Appointment with Professor Singh

Date: April 27, 2017 Time: 2:00pm

Summary of the Project

We are planning to use Computer Vision to construct a plugin that will take in objects from the Minecraft screen, and mark out those objects with labels on screen. The applications of this include autonomous vehicles (cars, drones, planes, boats, etc.), which must know what objects it sees and recognize which of those it must avoid while moving.

AI/ML Algorithms

Deep learning for images is the main algorithm that will be used.

Evaluation Plan

Quantitative Evaluation

Metrics includes the confidence rate with which we can say that an image was recognized correctly. For example, if our program is 90% confident in its prediction of ‘cat’ for a cat object, then our confidence rate is high enough to say our prediction is correct. Another metric that we can calculate is the fraction of angles that our program gets correct. For example, if our program is able to get 18/20 different camera angles correct, then we can factor that in to how well our program is doing. Whether or not it can recognize an object in blurry conditions (rain / snow) is also something we will consider. Our baseline is being able to recognize the object in straight point-of-view, with nothing else on the screen. We expect our approach to improve the metric by at least 80%. We will evaluate our data based on a collection of Minecraft images and screenshots. This data will be collected by us through various resources including Google Images and our own generated worlds in Minecraft.

Qualitative Evaluation

Metrics include the ability to recognize the object from multiple angles and with other objects in the view, near it or even partially covering it. For example, could the object be recognized in sunny weather and rainy / snowy weather?

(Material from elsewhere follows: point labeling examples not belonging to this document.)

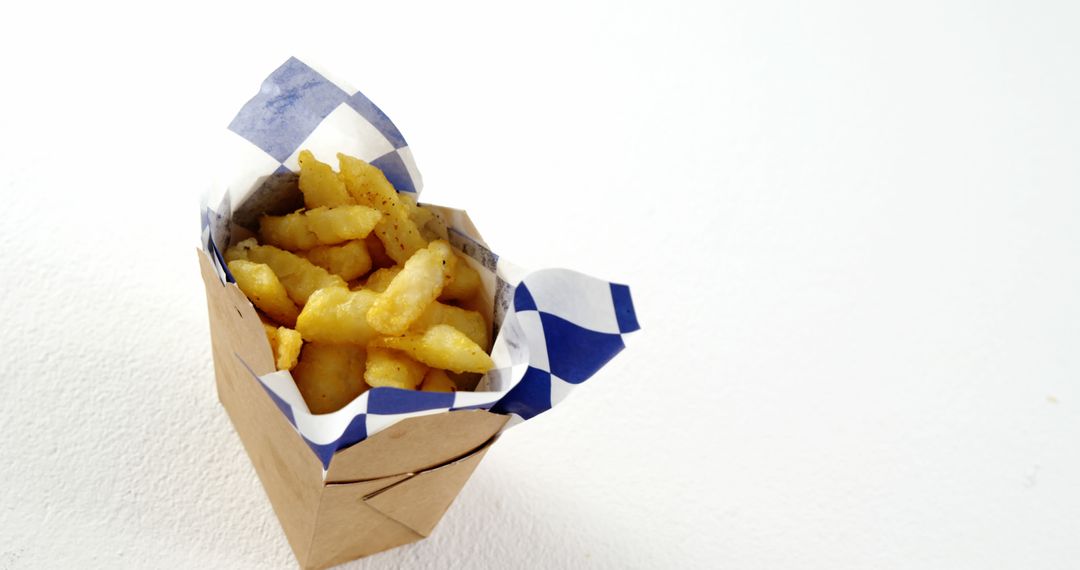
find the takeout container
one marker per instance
(388, 490)
(382, 471)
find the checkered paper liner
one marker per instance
(555, 327)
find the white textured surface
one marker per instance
(881, 357)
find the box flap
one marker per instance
(414, 445)
(420, 502)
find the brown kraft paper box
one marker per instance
(388, 490)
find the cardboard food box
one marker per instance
(385, 491)
(380, 472)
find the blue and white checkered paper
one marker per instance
(555, 327)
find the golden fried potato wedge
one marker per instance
(369, 187)
(436, 380)
(265, 290)
(469, 322)
(463, 282)
(441, 347)
(380, 280)
(378, 252)
(392, 368)
(349, 260)
(320, 184)
(240, 250)
(322, 226)
(285, 344)
(299, 276)
(413, 289)
(329, 376)
(336, 314)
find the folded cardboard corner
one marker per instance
(388, 490)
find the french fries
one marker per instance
(329, 376)
(336, 314)
(469, 322)
(413, 289)
(462, 284)
(349, 260)
(369, 187)
(320, 185)
(322, 226)
(441, 347)
(391, 368)
(403, 323)
(261, 286)
(378, 281)
(285, 344)
(299, 276)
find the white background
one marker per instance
(850, 232)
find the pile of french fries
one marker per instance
(360, 288)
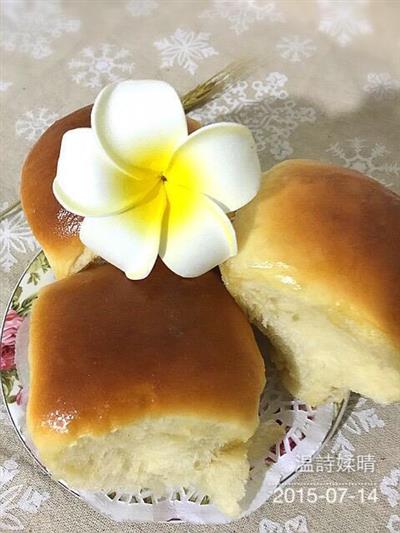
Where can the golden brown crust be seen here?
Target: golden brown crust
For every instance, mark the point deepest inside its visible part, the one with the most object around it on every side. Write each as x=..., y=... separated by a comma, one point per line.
x=56, y=229
x=105, y=351
x=337, y=231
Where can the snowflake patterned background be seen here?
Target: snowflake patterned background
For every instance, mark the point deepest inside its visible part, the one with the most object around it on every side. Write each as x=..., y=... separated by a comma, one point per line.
x=263, y=106
x=326, y=85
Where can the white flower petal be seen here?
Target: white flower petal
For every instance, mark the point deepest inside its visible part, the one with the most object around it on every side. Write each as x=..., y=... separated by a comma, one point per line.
x=197, y=235
x=130, y=240
x=139, y=124
x=221, y=161
x=88, y=184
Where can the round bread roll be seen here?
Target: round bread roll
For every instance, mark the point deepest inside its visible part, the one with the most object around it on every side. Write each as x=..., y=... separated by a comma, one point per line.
x=318, y=270
x=136, y=384
x=56, y=229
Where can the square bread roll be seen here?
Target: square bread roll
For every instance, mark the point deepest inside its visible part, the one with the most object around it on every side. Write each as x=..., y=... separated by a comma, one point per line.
x=318, y=270
x=144, y=384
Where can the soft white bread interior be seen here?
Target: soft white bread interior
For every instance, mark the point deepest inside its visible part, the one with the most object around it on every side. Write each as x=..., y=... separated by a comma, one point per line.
x=55, y=228
x=144, y=384
x=318, y=270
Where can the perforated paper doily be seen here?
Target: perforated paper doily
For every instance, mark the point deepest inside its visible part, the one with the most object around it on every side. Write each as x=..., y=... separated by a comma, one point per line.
x=306, y=430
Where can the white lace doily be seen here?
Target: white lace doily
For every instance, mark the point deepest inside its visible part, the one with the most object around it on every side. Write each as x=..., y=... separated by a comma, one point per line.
x=306, y=430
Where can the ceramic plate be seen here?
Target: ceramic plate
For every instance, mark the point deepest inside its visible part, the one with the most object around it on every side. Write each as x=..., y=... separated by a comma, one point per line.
x=306, y=430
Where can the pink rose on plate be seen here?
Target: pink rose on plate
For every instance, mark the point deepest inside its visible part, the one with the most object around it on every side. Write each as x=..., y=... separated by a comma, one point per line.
x=11, y=325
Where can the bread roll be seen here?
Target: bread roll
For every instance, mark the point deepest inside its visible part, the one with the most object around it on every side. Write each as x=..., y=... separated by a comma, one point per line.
x=152, y=383
x=56, y=229
x=318, y=270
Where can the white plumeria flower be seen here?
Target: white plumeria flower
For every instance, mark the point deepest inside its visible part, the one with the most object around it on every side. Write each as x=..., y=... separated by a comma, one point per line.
x=146, y=187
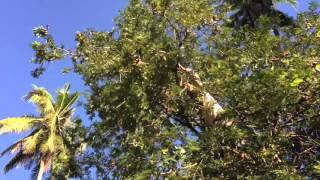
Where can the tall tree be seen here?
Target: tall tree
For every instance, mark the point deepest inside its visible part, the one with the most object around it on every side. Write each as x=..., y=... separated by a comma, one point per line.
x=47, y=140
x=177, y=93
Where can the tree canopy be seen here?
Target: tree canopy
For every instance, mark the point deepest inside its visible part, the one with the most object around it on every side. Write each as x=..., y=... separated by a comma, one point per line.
x=176, y=92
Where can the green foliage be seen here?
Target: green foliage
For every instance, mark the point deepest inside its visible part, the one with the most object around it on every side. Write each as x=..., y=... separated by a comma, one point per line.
x=175, y=92
x=49, y=141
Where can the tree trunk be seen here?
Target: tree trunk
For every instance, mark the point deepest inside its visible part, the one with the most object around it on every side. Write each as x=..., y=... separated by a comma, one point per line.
x=41, y=170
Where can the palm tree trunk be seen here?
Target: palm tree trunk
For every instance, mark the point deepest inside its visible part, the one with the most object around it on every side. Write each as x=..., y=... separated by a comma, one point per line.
x=41, y=170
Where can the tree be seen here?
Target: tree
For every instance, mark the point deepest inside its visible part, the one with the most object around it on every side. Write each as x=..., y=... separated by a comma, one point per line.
x=175, y=92
x=248, y=12
x=47, y=141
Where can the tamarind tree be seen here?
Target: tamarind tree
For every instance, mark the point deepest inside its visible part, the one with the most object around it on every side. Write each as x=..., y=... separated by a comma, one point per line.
x=176, y=92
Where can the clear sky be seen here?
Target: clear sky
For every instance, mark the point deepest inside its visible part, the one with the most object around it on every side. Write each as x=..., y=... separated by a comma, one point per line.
x=65, y=17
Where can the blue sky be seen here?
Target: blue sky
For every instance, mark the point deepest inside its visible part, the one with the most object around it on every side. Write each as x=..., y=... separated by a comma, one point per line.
x=65, y=17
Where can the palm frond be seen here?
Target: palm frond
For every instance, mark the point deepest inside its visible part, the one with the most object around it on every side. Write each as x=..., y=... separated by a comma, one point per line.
x=18, y=124
x=18, y=143
x=19, y=159
x=42, y=99
x=35, y=171
x=65, y=99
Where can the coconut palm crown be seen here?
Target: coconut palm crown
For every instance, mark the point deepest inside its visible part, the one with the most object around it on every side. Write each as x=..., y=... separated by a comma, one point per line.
x=47, y=138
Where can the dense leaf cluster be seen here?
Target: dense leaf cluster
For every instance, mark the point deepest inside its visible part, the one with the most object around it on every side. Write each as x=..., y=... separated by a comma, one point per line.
x=157, y=79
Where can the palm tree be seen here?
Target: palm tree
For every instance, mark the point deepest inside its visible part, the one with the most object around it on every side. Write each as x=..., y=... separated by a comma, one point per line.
x=47, y=132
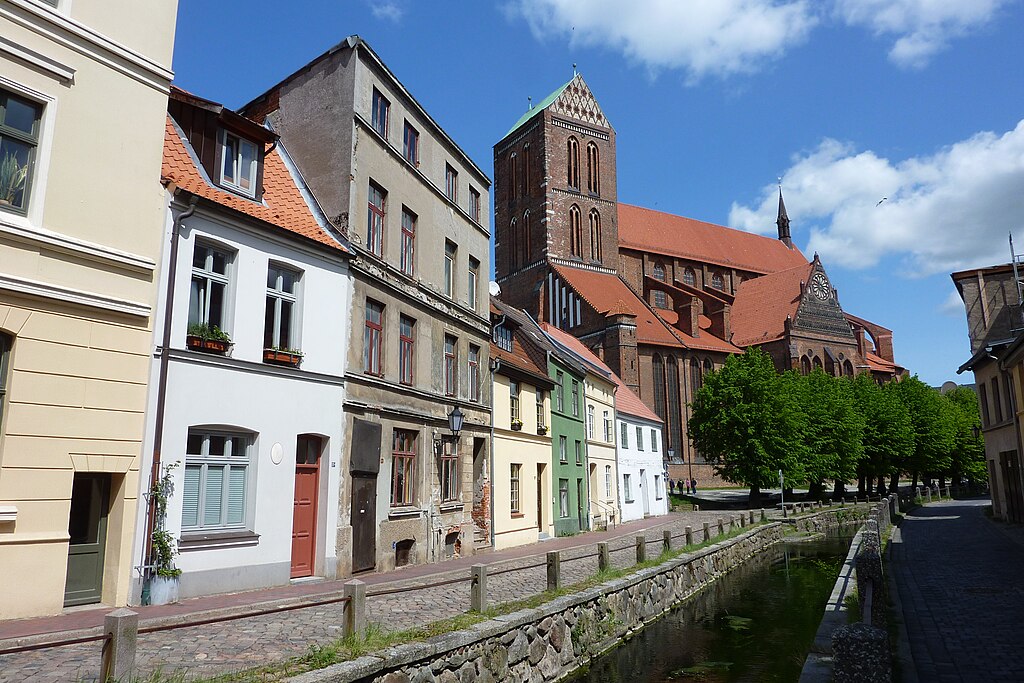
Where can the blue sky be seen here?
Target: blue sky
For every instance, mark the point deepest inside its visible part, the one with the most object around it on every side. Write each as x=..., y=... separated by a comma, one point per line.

The sanity test cases for the program would be verifying that when looking at certain simple trained objects directly, the algorithm should at least recognize the object in some angle if not in most of them. We can output the list of predicted items ordered by level of confidence to visualize the internal algorithm performance. Our moonshot case would be having the algorithm recognize a fairly large set of objects from most angles under sub-optimal viewing conditions.